Iriny: Em briga de marido e mulher temos a obrigação de meter a colher. Temos de ligar para o 180, que é o número para contar sobre casos de violência. Com a ligação nós podemos tomar as providências cabíveis a cada tipo de denúncia porque são denúncias com teor diferenciado. E temos de ressaltar que a pessoa que denuncia fica totalmente protegida, não há divulgação de sua identidade. Estamos perto de dois milhões de casos de denúncia recebidas pelo 180. E a credibilidade do 180 está se ampliando, pois, ao denunciar, as medidas são tomadas. Então, não se deve assistir de braços cruzados à violência praticada contra qualquer mulher, seja ela uma mulher de oito anos seja ela uma mulher de 80 anos.

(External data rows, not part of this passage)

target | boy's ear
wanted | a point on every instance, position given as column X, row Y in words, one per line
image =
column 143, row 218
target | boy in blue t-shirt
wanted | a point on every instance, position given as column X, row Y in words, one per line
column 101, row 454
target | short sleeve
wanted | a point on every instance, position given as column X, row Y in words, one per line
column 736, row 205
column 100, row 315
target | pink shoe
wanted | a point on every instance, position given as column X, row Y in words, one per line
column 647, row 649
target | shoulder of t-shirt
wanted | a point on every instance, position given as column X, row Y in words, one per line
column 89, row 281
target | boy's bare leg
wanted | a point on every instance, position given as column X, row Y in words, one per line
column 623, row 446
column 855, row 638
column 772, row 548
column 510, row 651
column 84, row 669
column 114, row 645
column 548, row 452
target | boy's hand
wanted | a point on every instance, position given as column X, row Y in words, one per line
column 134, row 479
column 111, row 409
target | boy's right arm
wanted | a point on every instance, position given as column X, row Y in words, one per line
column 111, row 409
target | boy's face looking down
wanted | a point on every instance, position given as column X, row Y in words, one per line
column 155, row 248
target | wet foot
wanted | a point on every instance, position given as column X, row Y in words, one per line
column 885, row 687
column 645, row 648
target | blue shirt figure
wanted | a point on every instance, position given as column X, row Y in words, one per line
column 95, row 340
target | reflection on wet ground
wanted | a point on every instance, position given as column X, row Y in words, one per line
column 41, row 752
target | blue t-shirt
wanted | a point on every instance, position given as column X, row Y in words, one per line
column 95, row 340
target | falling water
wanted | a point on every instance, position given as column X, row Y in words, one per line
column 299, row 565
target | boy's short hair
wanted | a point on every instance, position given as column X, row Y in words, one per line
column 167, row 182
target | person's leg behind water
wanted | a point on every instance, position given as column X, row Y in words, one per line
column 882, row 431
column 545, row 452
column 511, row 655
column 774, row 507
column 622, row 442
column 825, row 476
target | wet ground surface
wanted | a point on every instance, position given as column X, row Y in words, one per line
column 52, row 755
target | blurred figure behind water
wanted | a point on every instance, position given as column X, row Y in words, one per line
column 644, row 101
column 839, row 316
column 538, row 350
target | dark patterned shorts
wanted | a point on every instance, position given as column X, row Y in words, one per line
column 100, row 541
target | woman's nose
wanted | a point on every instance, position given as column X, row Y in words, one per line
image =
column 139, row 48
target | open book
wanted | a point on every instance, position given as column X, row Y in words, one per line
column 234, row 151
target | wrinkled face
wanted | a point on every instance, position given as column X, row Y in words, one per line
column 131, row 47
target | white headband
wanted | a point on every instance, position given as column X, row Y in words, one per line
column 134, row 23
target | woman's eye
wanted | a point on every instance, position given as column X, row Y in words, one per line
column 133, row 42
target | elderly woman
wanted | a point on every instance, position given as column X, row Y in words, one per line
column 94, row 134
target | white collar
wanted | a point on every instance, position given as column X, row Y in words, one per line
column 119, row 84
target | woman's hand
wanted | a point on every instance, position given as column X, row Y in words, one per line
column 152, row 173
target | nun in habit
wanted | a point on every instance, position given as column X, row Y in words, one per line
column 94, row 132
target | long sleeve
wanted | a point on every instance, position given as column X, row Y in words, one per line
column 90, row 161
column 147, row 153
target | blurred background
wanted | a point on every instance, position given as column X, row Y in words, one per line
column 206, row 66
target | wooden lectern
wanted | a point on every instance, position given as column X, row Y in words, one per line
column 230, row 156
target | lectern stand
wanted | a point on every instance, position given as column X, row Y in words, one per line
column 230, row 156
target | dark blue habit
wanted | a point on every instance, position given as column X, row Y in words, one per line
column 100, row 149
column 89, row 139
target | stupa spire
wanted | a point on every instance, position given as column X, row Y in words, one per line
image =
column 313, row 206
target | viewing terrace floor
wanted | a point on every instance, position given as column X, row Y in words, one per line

iG: Então a lei e seu disque denúncia têm funcionado e estimulado a ação das autoridades?
Iriny:
Hoje as mulheres têm mais coragem de denunciar, se sentem com mais poder. Hoje as mulheres têm mais conhecimento de seus direitos e nós já conseguimos fazer com que o Estado brasileiro, a partir da Lei Maria da Penha, comece a se responsabilizar no pacto de enfrentamento à violência, no respeito à instalação da rede de proteção e acolhimento à mulher vitima de violência. A situação é melhor que há 5 anos, mas não está ideal.

iG: O que é necessário para que a situação seja melhor?
Iriny:
O que precisamos do ponto de vista do judiciário estadual é a instalação dos juizados especiais. E por parte dos governos federal e municipais é a instalação e o funcionamento da rede prevista no pacto de enfrentamento à violência. Também é preciso ampliar o número de delegacias. O que o governo federal pode fazer, e deve e tem obrigação de fazer, é discutir no orçamento, prever orçamentariamente, pois a ele não cabe ir ao Estado e instalar. Essa não é sua competência institucional, é responsabilidade dos governos dos Estados e das prefeituras.

iG: E no caso do judiciário?
Iriny:
Da mesma forma, a instalação das varas especiais dos juizados específicos para tratamento das denúncias de enfrentamento da violência contra a mulher é de responsabilidade das instâncias estaduais do judiciário. Assim como também do Ministério Público em sua esfera estadual.

iG: Nesses cinco anos de Maria da Penha, se chegou onde se pretendia?
Iriny:
Ainda não. Chegamos ao reconhecimento da necessidade da lei. Chegamos ao reconhecimento da diferenciação da violência universal e da violência praticada contra as mulheres. Já temos um número considerável de processos em curso e alguns concluídos. Agregamos a responsabilidade federativa entre os diversos entes, o governo federal, os governos estaduais e os governos municipais, no sentido das políticas públicas de prevenção e de enfrentamento da violência. Isso é uma vitória, sem dúvida nenhuma, mas dizer que está pleno ou que está superado o tema da violência não. Pelo contrário, todas essas medidas trouxeram à luz o volume da violência que existia e estava invisível no Brasil. Por isso, deve ser exigido por todos nós mais recursos, mais políticas, mais articulação e uma transversalidade afinada com resultados. Temos muitos desafios pela frente, mas também temos o que comemorar.

iG: A Secretaria de Políticas para as Mulheres está realizando um seminário sobre a Lei Maria da Penha em Brasília. Em que aspecto ele pode ser positivo para a aplicação da lei?
Iriny:
O seminário está sendo positivo para termos um balanço do cumprimento da lei, um balanço do envolvimento das partes que precisam estar articuladas para que a lei seja cumprida. E esse seminário nos ajuda inclusive junto ao Supremo Tribunal Federal (STF) no julgamento das Ações Diretas de Inconstitucionalidade (ADI’s), para que a gente elimine de vez o debate doutrinário dos artigos 41 e 16 e a lei não seja mais contestada e possa ser aplicada plenamente.